In the impressive demo of OpenAI’s Codex programming system, the presenters suggest that Codex enables natural language to be used as a new kind of programming language.
Here’s how that might look, followed by one problem with the suggestion.
A natural-language programmer writes natural language prompts, and Codex transforms them into source code. The Codex model is made deterministic, such that rerunning the model on the prompts always produces the same source code. The user can make further modifications to the source code that the model produces. The result is two parallel streams of text: (1) the natural language, and (2) the final source code. These parallel streams can be saved in version control, shared, modified, remixed, and run.
A non-programmer might still be able to make modifications, simply by modifying the natural language text, without making modifications to the source code at all. This could be a way to learn a bit about programming for the curious non-programmer too, as they can observe the changes to the source code that result from changing the natural language text.
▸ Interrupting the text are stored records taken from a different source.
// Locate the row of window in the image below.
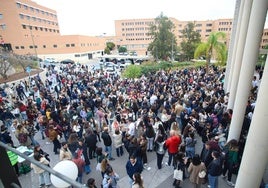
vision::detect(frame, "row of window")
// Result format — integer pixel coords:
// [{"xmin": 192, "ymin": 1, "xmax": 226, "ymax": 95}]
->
[
  {"xmin": 16, "ymin": 2, "xmax": 57, "ymax": 18},
  {"xmin": 121, "ymin": 21, "xmax": 154, "ymax": 26},
  {"xmin": 19, "ymin": 14, "xmax": 58, "ymax": 26},
  {"xmin": 15, "ymin": 43, "xmax": 98, "ymax": 50},
  {"xmin": 22, "ymin": 25, "xmax": 60, "ymax": 33},
  {"xmin": 218, "ymin": 28, "xmax": 232, "ymax": 31},
  {"xmin": 126, "ymin": 38, "xmax": 152, "ymax": 41},
  {"xmin": 219, "ymin": 22, "xmax": 232, "ymax": 25}
]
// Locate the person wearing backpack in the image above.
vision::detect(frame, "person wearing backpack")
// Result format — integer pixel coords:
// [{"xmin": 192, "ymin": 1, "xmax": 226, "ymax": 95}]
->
[
  {"xmin": 15, "ymin": 124, "xmax": 31, "ymax": 147},
  {"xmin": 207, "ymin": 151, "xmax": 222, "ymax": 188}
]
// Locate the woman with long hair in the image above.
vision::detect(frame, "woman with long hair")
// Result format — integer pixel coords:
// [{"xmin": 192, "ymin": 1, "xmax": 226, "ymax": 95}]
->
[
  {"xmin": 131, "ymin": 172, "xmax": 144, "ymax": 188},
  {"xmin": 188, "ymin": 154, "xmax": 207, "ymax": 188},
  {"xmin": 222, "ymin": 139, "xmax": 239, "ymax": 186}
]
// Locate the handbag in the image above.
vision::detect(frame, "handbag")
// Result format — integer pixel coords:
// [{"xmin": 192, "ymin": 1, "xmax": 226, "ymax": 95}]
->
[
  {"xmin": 173, "ymin": 169, "xmax": 183, "ymax": 181},
  {"xmin": 198, "ymin": 170, "xmax": 207, "ymax": 179},
  {"xmin": 96, "ymin": 163, "xmax": 101, "ymax": 171}
]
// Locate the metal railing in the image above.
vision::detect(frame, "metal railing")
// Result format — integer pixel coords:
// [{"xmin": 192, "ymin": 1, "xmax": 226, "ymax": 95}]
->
[{"xmin": 0, "ymin": 142, "xmax": 87, "ymax": 188}]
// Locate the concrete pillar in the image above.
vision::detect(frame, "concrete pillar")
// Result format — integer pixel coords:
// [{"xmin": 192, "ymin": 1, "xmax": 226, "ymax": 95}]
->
[
  {"xmin": 236, "ymin": 42, "xmax": 268, "ymax": 188},
  {"xmin": 228, "ymin": 0, "xmax": 268, "ymax": 142},
  {"xmin": 223, "ymin": 0, "xmax": 241, "ymax": 93},
  {"xmin": 227, "ymin": 0, "xmax": 253, "ymax": 109}
]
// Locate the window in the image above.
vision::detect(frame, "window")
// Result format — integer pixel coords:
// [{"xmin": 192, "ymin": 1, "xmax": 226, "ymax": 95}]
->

It is tempting to think that only the diff between the source code produced by the model and the final source code need be stored. However, this doesn’t hold up. The prompt when generating source code includes all earlier source code in the file. So if a programmer wants to modify a natural language prompt or piece of code earlier in a file, it could invalidate all the generated code later in the file. Rerunning the model on the new state of the program wouldn’t reproduce the source code verbatim, even with the model made deterministic.
The editor showing the program might be modified to reflect this. I envision it showing two columns, the left column with natural language text and the right column, aligned with the left, showing the source code. A block of text and code shows with a green background if the model, when run on the text, produces exactly the source code on the right. It shows with yellow if the source code produced by the model differs slightly from the actual code in the block (and the diff is highlighted). And it shows in red if no simple diff distinguishes the model’s output from the actual code in the block.